Saya menatap teman, yang sudah saya kenal di tempat kerja selama satu bulan itu, dengan pandangan bermakna, "Hah?"

Australia, sebuah benua dan negara dengan penduduk sangat-sangat-sangat beragam latar belakangnya. Di sini, pertanyaan setelah "What's your name?" adalah "Where are you from?". Dan jawabannya jarang banget "I'm Aussie." Pasti dari negara yang beda-beda. Indonesia memang penganut Bhineka Tunggal Ika (yang sekarang sedang terluka), namun tinggal setahun di benua Kanguru membuat saya berinteraksi dengan lebih banyak lagi perbedaan. Postingan kali ini akan mencoba membahas tiga perbedaan signifikan berdasarkan pengalaman saya dan bagaimana menyikapinya. Tadinya saya mau menulis menjadi satu postingan, tapi berhubung hobi curhat jadi saya pisah karena kepanjangan.

AGAMA

Nggak ada Tom Cruise pas ke sini

"Are you working everyday?" Pemuda itu bertanya sembari tangannya sibuk menyiapkan pesanan mie.
"No. I have day off on Sunday," jawab saya (yang juga sedang menyiapkan mie).
"Oh. You're going to Church on Sunday?"
Jemari saya menyentuh kepala, jangan-jangan saya lupa pakai jilbab. Pake kok!

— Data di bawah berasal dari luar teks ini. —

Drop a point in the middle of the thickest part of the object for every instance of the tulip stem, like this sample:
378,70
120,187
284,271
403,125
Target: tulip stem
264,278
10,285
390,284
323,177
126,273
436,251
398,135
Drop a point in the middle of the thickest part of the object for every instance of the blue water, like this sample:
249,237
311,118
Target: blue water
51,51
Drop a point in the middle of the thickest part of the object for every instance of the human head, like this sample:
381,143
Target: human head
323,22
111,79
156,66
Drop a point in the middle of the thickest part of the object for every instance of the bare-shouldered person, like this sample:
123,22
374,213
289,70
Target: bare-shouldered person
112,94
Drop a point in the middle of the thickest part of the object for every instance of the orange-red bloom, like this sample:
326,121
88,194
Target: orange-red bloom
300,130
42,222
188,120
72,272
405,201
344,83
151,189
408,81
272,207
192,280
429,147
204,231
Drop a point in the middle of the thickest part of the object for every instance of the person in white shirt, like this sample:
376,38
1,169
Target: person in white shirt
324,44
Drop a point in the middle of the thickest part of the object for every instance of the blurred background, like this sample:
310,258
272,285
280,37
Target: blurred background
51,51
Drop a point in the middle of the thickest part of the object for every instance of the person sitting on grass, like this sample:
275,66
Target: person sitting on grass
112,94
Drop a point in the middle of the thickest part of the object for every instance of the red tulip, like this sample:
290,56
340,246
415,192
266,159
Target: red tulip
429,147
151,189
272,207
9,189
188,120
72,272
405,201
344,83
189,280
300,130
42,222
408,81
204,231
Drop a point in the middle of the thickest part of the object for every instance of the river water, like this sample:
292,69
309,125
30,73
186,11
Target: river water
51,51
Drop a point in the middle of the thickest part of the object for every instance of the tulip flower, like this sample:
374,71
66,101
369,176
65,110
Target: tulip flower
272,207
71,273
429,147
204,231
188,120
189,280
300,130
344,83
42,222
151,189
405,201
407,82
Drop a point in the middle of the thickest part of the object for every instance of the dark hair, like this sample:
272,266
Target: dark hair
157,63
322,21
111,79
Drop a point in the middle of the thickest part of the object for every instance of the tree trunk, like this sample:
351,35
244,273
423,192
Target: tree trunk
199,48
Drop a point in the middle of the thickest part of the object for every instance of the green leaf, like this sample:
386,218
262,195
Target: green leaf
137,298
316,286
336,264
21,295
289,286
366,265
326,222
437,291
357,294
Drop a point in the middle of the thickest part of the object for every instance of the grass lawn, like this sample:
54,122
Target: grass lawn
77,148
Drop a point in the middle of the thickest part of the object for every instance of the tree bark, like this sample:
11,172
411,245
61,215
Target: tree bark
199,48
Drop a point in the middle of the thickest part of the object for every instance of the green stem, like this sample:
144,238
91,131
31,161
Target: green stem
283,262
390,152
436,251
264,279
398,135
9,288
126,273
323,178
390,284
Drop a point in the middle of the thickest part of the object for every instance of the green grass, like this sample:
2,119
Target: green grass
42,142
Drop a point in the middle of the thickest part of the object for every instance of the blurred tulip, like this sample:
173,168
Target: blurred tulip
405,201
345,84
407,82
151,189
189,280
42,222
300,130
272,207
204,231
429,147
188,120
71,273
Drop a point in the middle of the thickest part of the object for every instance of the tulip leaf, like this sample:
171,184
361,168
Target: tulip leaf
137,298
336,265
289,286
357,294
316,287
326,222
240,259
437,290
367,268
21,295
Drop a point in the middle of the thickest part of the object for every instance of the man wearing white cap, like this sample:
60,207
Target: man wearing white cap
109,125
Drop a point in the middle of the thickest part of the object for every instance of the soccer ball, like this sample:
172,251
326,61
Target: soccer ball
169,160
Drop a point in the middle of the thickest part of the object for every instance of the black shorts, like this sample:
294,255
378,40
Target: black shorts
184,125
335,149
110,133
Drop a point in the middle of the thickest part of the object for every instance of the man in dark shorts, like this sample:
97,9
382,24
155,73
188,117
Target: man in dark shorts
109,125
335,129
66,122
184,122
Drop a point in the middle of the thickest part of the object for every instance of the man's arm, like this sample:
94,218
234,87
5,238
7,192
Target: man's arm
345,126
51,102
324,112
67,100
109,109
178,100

Iya, Islam dan muslim nggak se-terkenal itu, sodara-sodara. Sebagai anak yang lahir di keluarga muslim dan tumbuh di negara dengan penduduk mayoritas beragama Islam dan tiap hari bisa mendengar adzan lima kali, saya cukup kaget ternyata tidak sedikit yang tidak tahu bahwa jilbab merupakan salah satu simbol muslimah. Boro-boro dengar adzan, saya beberapa kali tinggal di kota yang nggak punya masjid. Teman-teman saya, kalau nggak non-muslim ya nggak percaya Tuhan. Tiap kali tinggal satu kamar dengan banyak orang, saya  harus selalu bilang, "Hi, I'm a moslem. I need to pray and need some space in our room. It only take about five minutes. I hope you guys don't mind."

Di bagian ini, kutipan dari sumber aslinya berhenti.